Microbubbles have demonstrated their versatility in a wide range of medical applications, particularly in the field of diagnostic imaging and targeted drug delivery.
In diagnostic imaging, these tiny bubbles are used to enhance the contrast of ultrasound scans, allowing for improved visualization of blood flow and organ function.
Commercially available microbubble contrast agents, such as SonoVue and Sonazoid, have been widely used in clinical settings to aid in the diagnosis of various conditions.
Beyond imaging, microbubbles have also been explored as innovative drug delivery systems.
By loading these microparticles with therapeutic agents, researchers have developed novel strategies to enhance the efficacy of certain treatments.

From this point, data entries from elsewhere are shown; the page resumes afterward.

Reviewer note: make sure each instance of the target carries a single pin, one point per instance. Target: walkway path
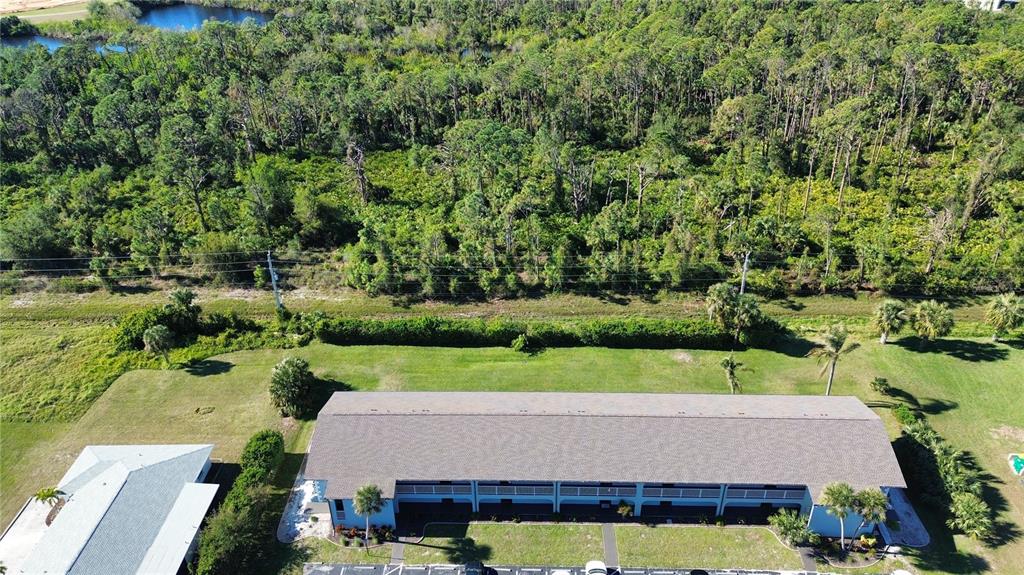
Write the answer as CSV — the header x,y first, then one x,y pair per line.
x,y
807,559
911,532
610,548
398,551
349,569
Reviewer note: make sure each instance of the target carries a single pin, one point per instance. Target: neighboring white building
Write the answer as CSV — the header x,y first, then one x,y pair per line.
x,y
128,510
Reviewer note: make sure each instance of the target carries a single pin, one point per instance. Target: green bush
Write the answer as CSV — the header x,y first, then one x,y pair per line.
x,y
882,386
944,478
264,451
72,284
904,414
127,335
292,387
628,333
792,527
233,539
520,344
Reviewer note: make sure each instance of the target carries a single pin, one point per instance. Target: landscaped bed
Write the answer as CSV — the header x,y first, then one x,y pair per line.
x,y
699,546
509,543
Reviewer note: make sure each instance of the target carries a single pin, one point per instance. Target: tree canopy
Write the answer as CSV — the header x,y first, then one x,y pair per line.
x,y
464,148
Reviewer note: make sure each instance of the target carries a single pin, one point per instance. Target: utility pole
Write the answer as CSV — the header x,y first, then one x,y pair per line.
x,y
273,280
742,278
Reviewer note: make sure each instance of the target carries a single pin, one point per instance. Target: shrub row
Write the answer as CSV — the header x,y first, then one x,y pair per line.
x,y
232,539
184,322
944,478
627,333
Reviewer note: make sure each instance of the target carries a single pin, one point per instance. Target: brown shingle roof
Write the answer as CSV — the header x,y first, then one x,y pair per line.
x,y
381,437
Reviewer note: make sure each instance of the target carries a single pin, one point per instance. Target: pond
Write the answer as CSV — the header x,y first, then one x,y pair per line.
x,y
192,16
174,16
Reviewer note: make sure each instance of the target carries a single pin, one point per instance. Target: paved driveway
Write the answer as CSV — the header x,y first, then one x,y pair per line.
x,y
342,569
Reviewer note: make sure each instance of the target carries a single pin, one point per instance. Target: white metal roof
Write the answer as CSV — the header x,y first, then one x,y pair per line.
x,y
179,529
121,500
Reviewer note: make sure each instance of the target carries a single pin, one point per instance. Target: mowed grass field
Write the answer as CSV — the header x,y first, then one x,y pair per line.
x,y
562,545
971,389
700,546
254,303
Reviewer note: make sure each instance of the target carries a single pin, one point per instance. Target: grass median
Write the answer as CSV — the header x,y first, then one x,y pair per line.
x,y
704,547
502,543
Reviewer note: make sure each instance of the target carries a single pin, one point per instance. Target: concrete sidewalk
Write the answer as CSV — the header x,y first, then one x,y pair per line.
x,y
348,569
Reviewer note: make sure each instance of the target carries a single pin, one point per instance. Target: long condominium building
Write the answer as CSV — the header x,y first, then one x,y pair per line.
x,y
538,455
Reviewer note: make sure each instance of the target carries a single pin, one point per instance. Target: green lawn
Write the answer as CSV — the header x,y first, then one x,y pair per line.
x,y
708,547
498,543
321,550
971,390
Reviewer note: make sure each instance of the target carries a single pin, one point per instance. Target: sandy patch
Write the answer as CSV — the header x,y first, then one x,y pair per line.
x,y
24,5
240,294
683,357
1008,432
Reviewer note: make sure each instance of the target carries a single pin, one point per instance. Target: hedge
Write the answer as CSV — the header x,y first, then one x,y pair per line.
x,y
263,452
627,333
232,538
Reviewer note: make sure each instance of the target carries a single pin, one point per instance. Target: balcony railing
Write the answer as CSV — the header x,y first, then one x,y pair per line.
x,y
737,493
682,492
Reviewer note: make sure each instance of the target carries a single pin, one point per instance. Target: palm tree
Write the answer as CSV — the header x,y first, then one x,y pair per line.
x,y
890,317
1006,312
838,499
159,340
835,346
744,314
931,319
182,297
368,501
729,364
721,303
49,495
870,504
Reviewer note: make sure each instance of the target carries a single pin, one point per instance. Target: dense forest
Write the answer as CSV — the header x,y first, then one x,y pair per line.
x,y
495,148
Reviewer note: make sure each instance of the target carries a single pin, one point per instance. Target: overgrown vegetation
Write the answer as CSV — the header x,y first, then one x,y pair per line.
x,y
945,478
465,149
626,333
236,537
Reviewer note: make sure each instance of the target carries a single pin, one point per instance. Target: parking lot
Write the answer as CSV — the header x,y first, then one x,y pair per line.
x,y
342,569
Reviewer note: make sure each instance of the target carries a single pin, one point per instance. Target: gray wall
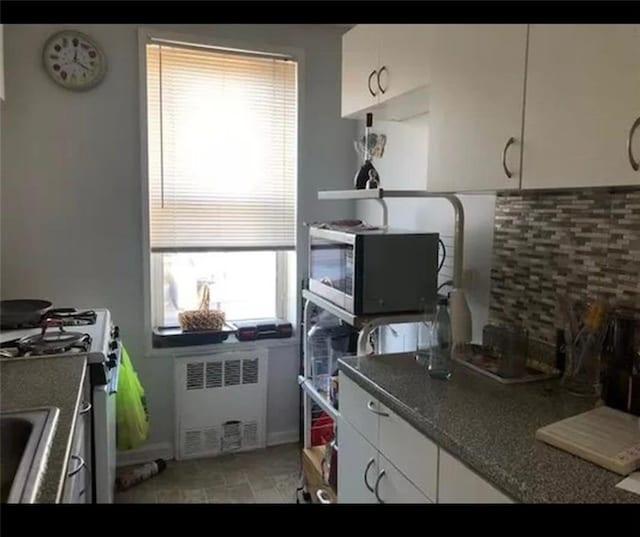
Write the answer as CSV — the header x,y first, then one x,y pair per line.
x,y
404,165
71,202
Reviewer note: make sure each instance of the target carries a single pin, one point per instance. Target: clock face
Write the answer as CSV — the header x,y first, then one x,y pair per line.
x,y
73,60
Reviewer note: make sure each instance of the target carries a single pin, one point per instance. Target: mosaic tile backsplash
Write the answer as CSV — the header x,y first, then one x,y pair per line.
x,y
580,243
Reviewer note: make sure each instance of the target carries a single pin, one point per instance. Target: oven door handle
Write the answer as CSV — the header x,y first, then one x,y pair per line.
x,y
115,372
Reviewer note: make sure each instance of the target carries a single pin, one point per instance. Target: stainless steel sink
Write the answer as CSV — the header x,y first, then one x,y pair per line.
x,y
25,441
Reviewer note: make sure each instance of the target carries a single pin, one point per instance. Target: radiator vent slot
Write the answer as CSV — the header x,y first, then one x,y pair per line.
x,y
195,375
232,372
250,371
211,439
250,435
192,442
214,374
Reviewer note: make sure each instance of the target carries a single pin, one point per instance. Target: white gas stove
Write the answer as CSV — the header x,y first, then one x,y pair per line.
x,y
90,334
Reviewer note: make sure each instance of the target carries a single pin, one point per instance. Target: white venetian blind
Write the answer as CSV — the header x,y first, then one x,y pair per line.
x,y
222,136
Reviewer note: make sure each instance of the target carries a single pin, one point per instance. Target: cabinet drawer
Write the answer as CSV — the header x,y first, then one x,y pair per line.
x,y
410,451
359,409
459,484
75,488
393,487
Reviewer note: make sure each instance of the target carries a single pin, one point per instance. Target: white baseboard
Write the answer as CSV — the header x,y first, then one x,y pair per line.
x,y
147,453
282,437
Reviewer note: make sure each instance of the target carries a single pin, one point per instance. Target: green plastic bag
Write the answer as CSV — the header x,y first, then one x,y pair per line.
x,y
132,417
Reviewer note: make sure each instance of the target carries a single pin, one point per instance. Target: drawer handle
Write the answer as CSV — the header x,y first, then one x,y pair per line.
x,y
81,465
366,472
380,475
383,68
507,172
373,93
377,412
323,496
634,163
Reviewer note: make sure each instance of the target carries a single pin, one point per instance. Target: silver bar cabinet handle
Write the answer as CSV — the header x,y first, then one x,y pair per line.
x,y
378,412
366,472
634,163
380,475
373,93
383,68
81,465
507,172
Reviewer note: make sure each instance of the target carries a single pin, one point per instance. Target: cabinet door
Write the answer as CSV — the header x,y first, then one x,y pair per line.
x,y
393,487
411,452
356,457
359,63
476,106
459,484
404,59
359,408
583,96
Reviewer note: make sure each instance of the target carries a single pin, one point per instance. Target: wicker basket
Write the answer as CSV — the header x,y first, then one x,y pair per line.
x,y
203,318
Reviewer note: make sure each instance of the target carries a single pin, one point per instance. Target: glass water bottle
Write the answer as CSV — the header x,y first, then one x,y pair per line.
x,y
441,343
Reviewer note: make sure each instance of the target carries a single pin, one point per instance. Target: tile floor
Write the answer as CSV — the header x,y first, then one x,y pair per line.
x,y
269,475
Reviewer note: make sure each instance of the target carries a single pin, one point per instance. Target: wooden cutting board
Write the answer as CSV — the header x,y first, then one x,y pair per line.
x,y
605,436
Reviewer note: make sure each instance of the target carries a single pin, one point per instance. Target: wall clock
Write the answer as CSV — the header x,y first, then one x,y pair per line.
x,y
74,60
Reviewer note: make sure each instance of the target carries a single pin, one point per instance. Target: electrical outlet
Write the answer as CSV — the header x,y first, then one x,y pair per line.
x,y
468,278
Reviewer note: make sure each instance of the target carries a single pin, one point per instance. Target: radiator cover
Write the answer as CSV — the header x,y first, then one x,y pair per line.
x,y
221,403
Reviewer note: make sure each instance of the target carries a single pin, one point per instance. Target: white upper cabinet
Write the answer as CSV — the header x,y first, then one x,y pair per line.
x,y
476,104
582,100
381,65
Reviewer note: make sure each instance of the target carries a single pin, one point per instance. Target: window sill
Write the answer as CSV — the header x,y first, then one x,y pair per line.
x,y
231,344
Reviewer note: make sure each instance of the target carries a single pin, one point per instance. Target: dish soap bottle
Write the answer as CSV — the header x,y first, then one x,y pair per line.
x,y
441,339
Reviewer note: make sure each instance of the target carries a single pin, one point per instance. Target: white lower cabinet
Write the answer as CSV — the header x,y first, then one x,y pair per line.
x,y
393,487
383,459
366,476
410,451
357,461
459,484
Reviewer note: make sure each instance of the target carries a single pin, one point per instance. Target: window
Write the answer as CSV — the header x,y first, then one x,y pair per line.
x,y
222,159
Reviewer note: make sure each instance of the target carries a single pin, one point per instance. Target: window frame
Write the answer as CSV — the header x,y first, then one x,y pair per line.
x,y
150,272
157,286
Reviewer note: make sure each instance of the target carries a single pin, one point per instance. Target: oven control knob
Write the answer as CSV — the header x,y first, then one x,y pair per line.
x,y
112,360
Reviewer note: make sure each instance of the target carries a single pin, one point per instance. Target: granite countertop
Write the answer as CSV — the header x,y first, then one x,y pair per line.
x,y
491,427
47,381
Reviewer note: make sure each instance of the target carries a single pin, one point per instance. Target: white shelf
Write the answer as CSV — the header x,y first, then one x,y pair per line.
x,y
378,194
310,390
358,321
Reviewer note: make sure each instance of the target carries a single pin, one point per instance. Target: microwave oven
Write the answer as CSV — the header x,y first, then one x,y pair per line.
x,y
374,271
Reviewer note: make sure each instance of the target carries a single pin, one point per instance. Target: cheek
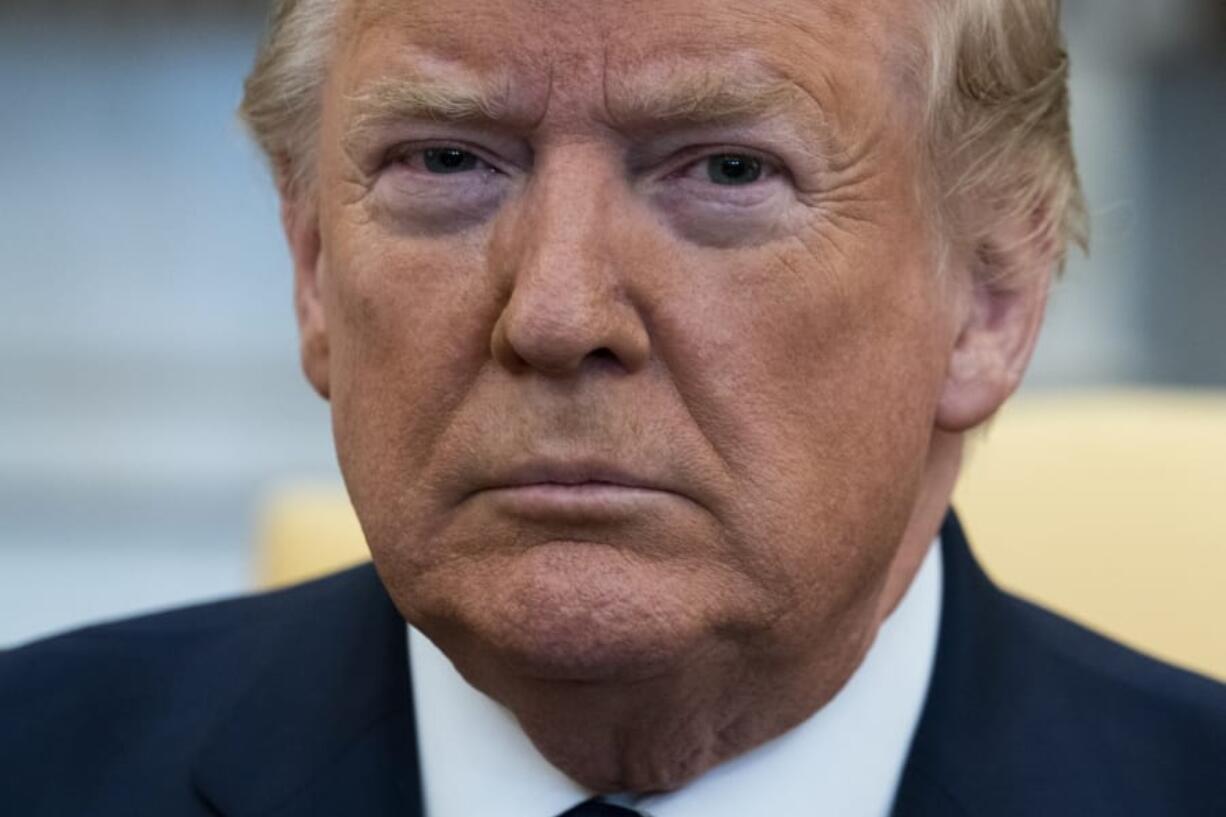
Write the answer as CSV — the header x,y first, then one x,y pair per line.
x,y
408,329
817,380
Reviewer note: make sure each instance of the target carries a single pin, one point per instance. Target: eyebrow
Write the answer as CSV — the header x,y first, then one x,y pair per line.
x,y
696,97
654,98
388,101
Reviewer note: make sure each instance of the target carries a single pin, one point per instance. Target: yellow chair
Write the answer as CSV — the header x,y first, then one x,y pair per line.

The ability to target specific cells or tissues within the body, as well as the potential for controlled drug release, makes microbubbles a promising platform for advanced therapeutics.
In the laboratory, researchers often utilize specialized equipment and software to study and manipulate microbubbles.
Instruments like the Multisizer 3, a particle size analyzer, and the Vevo 2100 and LOGIQ E9 ultrasound imaging systems, have been employed to characterize and visualize these microparticles.
Additionally, computational tools, such as MATLAB, have been employed to analyze and model the behavior of microbubbles.
Ongoing research in this field continues to explore the diverse applications of microbubbles, including their use in targeted drug delivery, gene therapy, and tissue engineering.
As the understanding of these innovative microparticles deepens, the potential for advancements in diagnostics and therapeutics continues to grow.
With the help of AI-powered platforms like PubCompare.ai, researchers can optimize their microbubbles research by easily accessing relevant protocols and leveraging AI-driven comparisons to identify the best practices and products.